Brainspotting is listed as one of Dr. Kwan’s therapy services. Clients interested in this approach should ask how it may apply to their goals, symptoms, and therapy history during consultation.



Does Dr. Katrina Kwan offer intensive therapy?

Yes. The official website describes intensive therapy options along with ongoing online therapy. Clients should confirm session format, timing, fees, and clinical fit directly with the practice.



Is this a crisis or emergency service?

No. Website and listing information should not be used as a substitute for emergency care. In an emergency or immediate safety concern, call 911 or go to the nearest emergency room.



How can I contact Dr. Katrina Kwan?

Call +1 650-387-2578 or visit https://www.drkatrinakwan.com/. Social profiles include Facebook, LinkedIn, TikTok, X/Twitter, and YouTube.



Landmarks Near Dr. Katrina Kwan’s Online Therapy Service Areas

Seattle, WA — Washington clients near Seattle can contact the practice to ask about online therapy availability.



Spokane, WA — Spokane-area clients can use the online format to ask about therapy access without traveling to a physical office.



Tacoma, WA — Tacoma is a practical Washington reference point for clients exploring online therapy in the state.



Olympia, WA — Clients near Washington’s capital can contact Dr. Kwan to confirm online session availability.



Salt Lake City, UT — Utah clients near Salt Lake City can ask about online therapy services listed by the practice.



Provo, UT — Provo-area adults can use the website to request information about online therapy options.



Ogden, UT — Clients in northern Utah can confirm whether Dr. Kwan’s online therapy services are a fit for their needs.



Park City, UT — Park City is a useful Utah-area reference for clients considering online care from home or while managing a busy schedule.



Orlando, FL — Florida clients near Orlando can contact the practice to confirm online therapy availability and scheduling.



Tampa, FL — Tampa-area adults can use the online format to ask about therapy services without a local commute.



Miami, FL — Miami clients can visit the website to learn about online therapy options listed for Florida.



Jacksonville, FL — Jacksonville is a practical Florida reference point for adults exploring online therapy with Dr. Katrina Kwan.



Tallahassee, FL — Clients near Florida’s capital can call or use the website to confirm whether online care is available for their situation.



Landmarks Near Dr.

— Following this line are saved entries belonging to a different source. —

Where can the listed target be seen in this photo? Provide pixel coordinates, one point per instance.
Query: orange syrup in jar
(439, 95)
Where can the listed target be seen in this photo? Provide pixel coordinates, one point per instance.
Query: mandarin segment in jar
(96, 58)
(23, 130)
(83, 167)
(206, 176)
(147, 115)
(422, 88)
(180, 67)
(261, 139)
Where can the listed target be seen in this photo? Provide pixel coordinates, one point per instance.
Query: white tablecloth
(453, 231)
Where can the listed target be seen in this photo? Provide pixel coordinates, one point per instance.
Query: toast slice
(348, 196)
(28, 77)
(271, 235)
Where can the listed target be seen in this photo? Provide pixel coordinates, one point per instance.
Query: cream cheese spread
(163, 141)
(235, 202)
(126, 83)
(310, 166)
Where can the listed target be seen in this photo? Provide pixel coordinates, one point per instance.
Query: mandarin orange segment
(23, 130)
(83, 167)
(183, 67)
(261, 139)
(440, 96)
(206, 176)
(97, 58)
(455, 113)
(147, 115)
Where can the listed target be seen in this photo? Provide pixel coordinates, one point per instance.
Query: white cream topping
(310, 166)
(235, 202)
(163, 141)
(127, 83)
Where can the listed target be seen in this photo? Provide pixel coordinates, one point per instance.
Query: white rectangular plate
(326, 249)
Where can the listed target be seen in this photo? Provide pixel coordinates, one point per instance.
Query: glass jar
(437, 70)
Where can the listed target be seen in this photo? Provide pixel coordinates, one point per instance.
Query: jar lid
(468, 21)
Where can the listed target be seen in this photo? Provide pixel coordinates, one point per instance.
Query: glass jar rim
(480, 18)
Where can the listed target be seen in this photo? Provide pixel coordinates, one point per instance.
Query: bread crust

Katrina Kwan’s Online Therapy Service Areas

Seattle, WA — Washington clients near Seattle can contact the practice to ask about online therapy availability.



Spokane, WA — Spokane-area clients can use the online format to ask about therapy access without traveling to a physical office.



Tacoma, WA — Tacoma is a practical Washington reference point for clients exploring online therapy in the state.



Olympia, WA — Clients near Washington’s capital can contact Dr. Kwan to confirm online session availability.



Salt Lake City, UT — Utah clients near Salt Lake City can ask about online therapy services listed by the practice.



Provo, UT — Provo-area adults can use the website to request information about online therapy options.



Ogden, UT — Clients in northern Utah can confirm whether Dr. Kwan’s online therapy services are a fit for their needs.



Park City, UT — Park City is a useful Utah-area reference for clients considering online care from home or while managing a busy schedule.



Orlando, FL — Florida clients near Orlando can contact the practice to confirm online therapy availability and scheduling.



Tampa, FL — Tampa-area adults can use the online format to ask about therapy services without a local commute.



Miami, FL — Miami clients can visit the website to learn about online therapy options listed for Florida.



Jacksonville, FL — Jacksonville is a practical Florida reference point for adults exploring online therapy with Dr. Katrina Kwan.



Tallahassee, FL — Clients near Florida’s capital can call or use the website to confirm whether online care is available for their situation.